I don't feel responsible any more for putting the sunshine into my dad's life as I know i can't, but things like watching the golf on TV or Andy Murray's tennis win or a nice tot of whisky in the evening are little rays of sun for him. As for mum, I don't know whether there is sunshine or not but I would not be too hasty to judge that there isn't because maybe she is in there somewhere.
xx
 

CollegeGirl

Registered User
Jan 19, 2011
9,525
0
North East England
CG, I think that your dad and my dad are making choices about their lives, however tough those choices are they still have the right and freedom to do that. I am not all that good at explaining things like that but I feel it is really important. Our dads are choosing to spend every minute they can with their wives. However difficult that is.

I don't feel responsible any more for putting the sunshine into my dad's life as I know i can't, but things like watching the golf on TV or Andy Murray's tennis win or a nice tot of whisky in the evening are little rays of sun for him. As for mum, I don't know whether there is sunshine or not but I would not be too hasty to judge that there isn't because maybe she is in there somewhere.
xx

I hope you're right SisterM. I don't live with them so am hoping with all my fingers crossed that they DO have some moments of joy in the day. Dad says mam is fine when she's lying down in bed and that he can have an almost-normal conversation with her for a minute or two when they first wake. It's only when she gets up that things go wrong. I will continue to hope that it's not as bleak as it seems to me, and hope for the same for your own mum and dad, some moments of joy x
 

kingmidas1962

Registered User
Jun 10, 2012
3,534
0
South Gloucs
My dads social worker said that 'people (with mental capacity) always have the right to make their own decisions and choices - that includes making unwise ones, and those we may not agree with' which summed it up quite well I thought. She applied it to those carers (specifically at the time, my mum who was heading for a breakdown) who may choose to look after their partners even though it doesn't seem like the logical thing to do, to everyone else.

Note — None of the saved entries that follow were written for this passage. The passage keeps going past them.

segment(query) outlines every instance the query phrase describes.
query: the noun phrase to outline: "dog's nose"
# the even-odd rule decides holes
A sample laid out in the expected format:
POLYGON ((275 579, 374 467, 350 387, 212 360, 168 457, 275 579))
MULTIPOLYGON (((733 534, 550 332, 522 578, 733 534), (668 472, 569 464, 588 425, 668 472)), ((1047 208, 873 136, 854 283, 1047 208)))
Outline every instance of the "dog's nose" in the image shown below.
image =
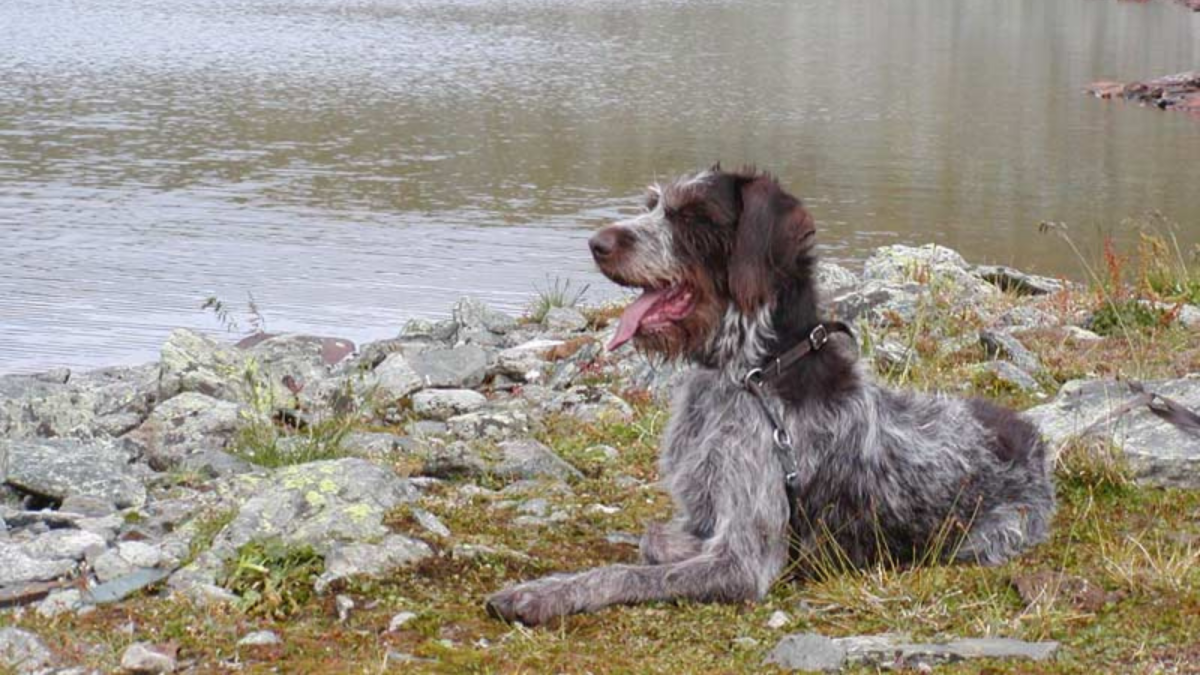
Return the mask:
POLYGON ((617 228, 609 226, 592 235, 588 247, 592 249, 592 257, 600 262, 612 256, 617 250, 617 228))

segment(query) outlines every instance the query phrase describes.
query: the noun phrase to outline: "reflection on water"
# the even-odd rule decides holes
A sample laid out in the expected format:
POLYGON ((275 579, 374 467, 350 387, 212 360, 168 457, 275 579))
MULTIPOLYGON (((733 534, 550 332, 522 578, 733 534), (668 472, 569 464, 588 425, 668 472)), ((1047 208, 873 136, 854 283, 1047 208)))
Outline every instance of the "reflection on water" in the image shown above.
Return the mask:
POLYGON ((1081 95, 1195 67, 1200 15, 1108 0, 6 0, 0 372, 154 357, 253 292, 271 330, 390 335, 463 293, 614 291, 588 230, 715 159, 828 254, 1147 208, 1200 241, 1200 122, 1081 95))

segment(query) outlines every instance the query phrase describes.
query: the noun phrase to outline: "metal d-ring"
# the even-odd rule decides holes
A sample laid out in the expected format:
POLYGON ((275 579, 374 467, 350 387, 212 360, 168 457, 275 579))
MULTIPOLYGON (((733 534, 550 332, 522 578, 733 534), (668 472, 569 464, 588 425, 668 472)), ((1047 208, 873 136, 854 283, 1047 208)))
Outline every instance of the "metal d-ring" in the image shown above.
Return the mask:
POLYGON ((787 432, 787 429, 775 427, 775 433, 772 434, 772 438, 775 441, 776 448, 780 450, 792 449, 792 435, 787 432))

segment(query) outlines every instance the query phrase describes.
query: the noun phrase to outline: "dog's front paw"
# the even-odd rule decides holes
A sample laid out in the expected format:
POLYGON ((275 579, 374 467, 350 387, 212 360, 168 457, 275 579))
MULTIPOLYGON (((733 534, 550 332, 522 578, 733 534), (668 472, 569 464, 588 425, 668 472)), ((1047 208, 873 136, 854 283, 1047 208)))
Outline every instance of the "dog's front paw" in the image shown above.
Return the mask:
POLYGON ((561 582, 538 580, 506 588, 487 599, 487 611, 497 619, 537 626, 573 610, 565 602, 561 582))

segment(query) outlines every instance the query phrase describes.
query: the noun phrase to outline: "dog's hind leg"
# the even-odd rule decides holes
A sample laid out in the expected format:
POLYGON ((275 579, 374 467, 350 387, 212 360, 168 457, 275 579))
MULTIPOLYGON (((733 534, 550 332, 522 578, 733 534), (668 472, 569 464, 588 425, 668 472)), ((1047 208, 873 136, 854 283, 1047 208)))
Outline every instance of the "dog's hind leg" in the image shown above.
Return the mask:
POLYGON ((642 562, 647 565, 662 565, 679 562, 700 555, 704 542, 697 536, 685 532, 676 521, 650 523, 642 535, 639 549, 642 562))
POLYGON ((1045 541, 1053 515, 1052 505, 1052 501, 1005 504, 981 514, 954 552, 954 558, 985 566, 999 565, 1045 541))

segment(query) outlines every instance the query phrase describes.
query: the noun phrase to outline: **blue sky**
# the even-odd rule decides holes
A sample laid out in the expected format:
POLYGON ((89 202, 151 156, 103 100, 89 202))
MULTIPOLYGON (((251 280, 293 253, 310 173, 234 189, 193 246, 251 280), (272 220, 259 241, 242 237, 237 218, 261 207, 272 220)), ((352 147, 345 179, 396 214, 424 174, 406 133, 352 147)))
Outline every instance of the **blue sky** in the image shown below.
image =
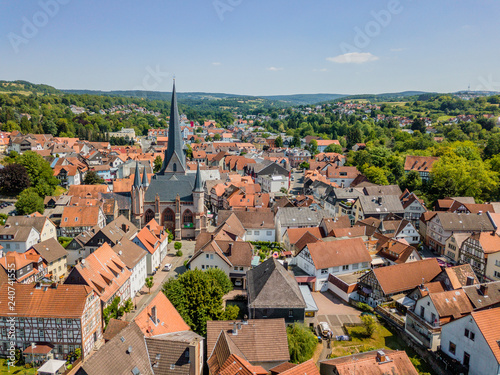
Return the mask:
POLYGON ((497 0, 4 0, 0 79, 249 95, 500 91, 497 0))

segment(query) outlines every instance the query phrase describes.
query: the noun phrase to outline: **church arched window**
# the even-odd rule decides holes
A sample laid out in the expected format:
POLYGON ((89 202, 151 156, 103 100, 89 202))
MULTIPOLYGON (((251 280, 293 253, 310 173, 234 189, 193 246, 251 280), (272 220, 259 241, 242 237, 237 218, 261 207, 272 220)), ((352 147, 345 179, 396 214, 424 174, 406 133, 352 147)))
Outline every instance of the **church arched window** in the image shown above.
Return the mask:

Can't say it made it any easier to watch though ... mum doesn't believe she had a choice in caring for dad, but she did, and she made that choice - as in the end she sought assistance, but too little, too late. Hindsight of course is a wonderful thing!
 

CollegeGirl

Registered User
Jan 19, 2011
9,525
0
North East England
My dads social worker said that 'people (with mental capacity) always have the right to make their own decisions and choices - that includes making unwise ones, and those we may not agree with' which summed it up quite well I thought. She applied it to those carers (specifically at the time, my mum who was heading for a breakdown) who may choose to look after their partners even though it doesn't seem like the logical thing to do, to everyone else.

Can't say it made it any easier to watch though ... mum doesn't believe she had a choice in caring for dad, but she did, and she made that choice - as in the end she sought assistance, but too little, too late. Hindsight of course is a wonderful thing!

Hi KingM, you are right of course! Dad does have the right to choose what he does but I agree it's so very very hard to watch. And if and when he dies from the stress and exhaustion, then my poor mam will have to go into a home anyway, because I simply cannot do what he is doing, so it will have all been for nothing. Well, not nothing. He will know that he did everything he could. He's a hero, but I wish he wasn't. I don't want a dead hero for a dad. I just want my dad. I want my mam too but that's not going to happen.

Isn't this disease just the absolute pits? :mad::mad::mad::(:(:(
 

sistermillicent

Registered User
Jan 30, 2009
2,949
0
Thanks kingmidas, you summed that up better than i did about choices. And it is so hard to watch, especially for a bit of a control freak like me.
i got a baby album out yesterday for guess what reason, and was staggered to see pictures of my mum looking like my mum. I haven't seen her like that for so long.